Bosphorus_panoramaHome. The word is connected to so many different things for us all. For some it is a geographic place, a street or an address. For some it means a house, an apartment, a farm, maybe a hut, a tent or even a boat. Many of us also connect ‘home’ with our family, parents, siblings and old friends. Maybe also a playground, a school, a special tree, a mountain or a view from a hill, maybe towards the sea. Home is where we feel we belong, where our memories are made.

It feels as if I have always moved in my life. I’m born in one country and spent my childhood and teenage years in two other countries. Since then I have again moved, lived, studied and worked in three more countries and on two continents separated by a vast ocean. So, home to me is connected to new cities, different people, foreign languages, new food and trying to create my personal spot in the midst of it all – again and again.
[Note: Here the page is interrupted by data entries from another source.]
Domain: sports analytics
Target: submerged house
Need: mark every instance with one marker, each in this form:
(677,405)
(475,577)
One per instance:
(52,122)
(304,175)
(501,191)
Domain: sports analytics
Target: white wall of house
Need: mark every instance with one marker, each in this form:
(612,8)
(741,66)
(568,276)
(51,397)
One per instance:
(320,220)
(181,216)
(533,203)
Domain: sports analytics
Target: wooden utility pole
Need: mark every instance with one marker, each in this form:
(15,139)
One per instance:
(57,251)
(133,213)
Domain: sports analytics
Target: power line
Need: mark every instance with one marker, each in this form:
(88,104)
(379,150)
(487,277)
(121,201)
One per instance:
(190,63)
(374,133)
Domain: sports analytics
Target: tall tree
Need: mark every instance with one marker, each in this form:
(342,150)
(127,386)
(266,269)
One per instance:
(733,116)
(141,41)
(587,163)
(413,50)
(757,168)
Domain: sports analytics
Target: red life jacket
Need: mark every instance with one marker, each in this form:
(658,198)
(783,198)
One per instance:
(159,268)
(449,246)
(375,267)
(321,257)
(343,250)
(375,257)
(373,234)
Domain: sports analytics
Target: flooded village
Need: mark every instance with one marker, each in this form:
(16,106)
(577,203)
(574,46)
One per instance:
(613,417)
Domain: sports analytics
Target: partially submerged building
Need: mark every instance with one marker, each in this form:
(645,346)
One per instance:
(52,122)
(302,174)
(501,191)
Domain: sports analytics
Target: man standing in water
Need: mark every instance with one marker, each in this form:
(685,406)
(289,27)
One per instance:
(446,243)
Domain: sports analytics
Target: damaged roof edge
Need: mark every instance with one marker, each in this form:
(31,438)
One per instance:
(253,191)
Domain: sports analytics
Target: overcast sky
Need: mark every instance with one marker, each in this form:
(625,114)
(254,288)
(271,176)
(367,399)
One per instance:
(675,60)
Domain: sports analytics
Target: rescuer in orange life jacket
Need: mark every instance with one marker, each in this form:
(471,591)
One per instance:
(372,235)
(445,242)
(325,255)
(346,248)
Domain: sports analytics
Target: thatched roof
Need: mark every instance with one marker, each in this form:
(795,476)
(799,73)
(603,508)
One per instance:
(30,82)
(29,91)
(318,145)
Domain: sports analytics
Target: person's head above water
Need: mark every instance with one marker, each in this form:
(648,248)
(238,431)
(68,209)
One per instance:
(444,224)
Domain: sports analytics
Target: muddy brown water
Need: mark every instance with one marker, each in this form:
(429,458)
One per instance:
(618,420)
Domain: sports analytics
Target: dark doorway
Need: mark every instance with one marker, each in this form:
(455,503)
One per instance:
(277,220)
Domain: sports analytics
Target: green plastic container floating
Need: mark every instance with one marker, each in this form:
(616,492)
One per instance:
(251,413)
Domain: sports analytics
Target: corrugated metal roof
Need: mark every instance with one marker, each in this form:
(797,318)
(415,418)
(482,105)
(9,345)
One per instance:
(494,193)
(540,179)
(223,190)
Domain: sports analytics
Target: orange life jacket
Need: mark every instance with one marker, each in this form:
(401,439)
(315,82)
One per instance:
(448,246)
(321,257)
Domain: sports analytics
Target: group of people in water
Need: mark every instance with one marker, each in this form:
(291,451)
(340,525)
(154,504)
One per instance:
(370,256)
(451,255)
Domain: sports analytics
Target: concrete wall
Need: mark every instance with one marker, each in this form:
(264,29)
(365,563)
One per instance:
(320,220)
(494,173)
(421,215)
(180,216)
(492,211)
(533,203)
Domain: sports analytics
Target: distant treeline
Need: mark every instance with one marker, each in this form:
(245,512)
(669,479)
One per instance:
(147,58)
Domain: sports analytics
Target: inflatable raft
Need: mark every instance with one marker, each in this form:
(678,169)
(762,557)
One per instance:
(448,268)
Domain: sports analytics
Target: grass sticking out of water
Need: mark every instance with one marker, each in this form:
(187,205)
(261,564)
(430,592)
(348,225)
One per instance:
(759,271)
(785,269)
Many of my father’s childhood memories ‘belong’ in Istanbul. His father was German-Greek, his mother Armenian-Greek. Back in the 1950s and 1960s the city must have been an exciting, multicultural place to grow up.

My father reflects the city and the strait that cuts right through it, The Bosphorus. He is a true world-citizen with one foot in Asia and the Levantine culture, and the other foot in Europe and the Western culture.

On warm summer days with endless blue skies over Istanbul, as a young boy, his grandparents would take him and his friends on trips from The Golden Horn, where they lived and out to the Princes’ Islands in The Sea of Marmara. The islands are situated just off the coast of the city, so you have to travel by ferry to reach them.

Below the white ferries – packed with city-dwellers longing for a cool breeze and a lazy picnic in the shade – run the strong, merciless and sometimes unpredictable currents of the Bosphorus. However, on the surface of the powerful waves, the sun mirrors her loving face as if the water was filled with gold.

These childhood memories of my father inspired me to design a pattern, reflecting the double beauty of the Bosphorus, its strength and danger on one side and the carefree joy on the other.

My father later said: «The pattern makes me think back on how the sun made the waters glitter and sparkle like diamants, or even sometimes how it seemed like the moon had stacked a tower of silver coins across the straight between Europe and Asia».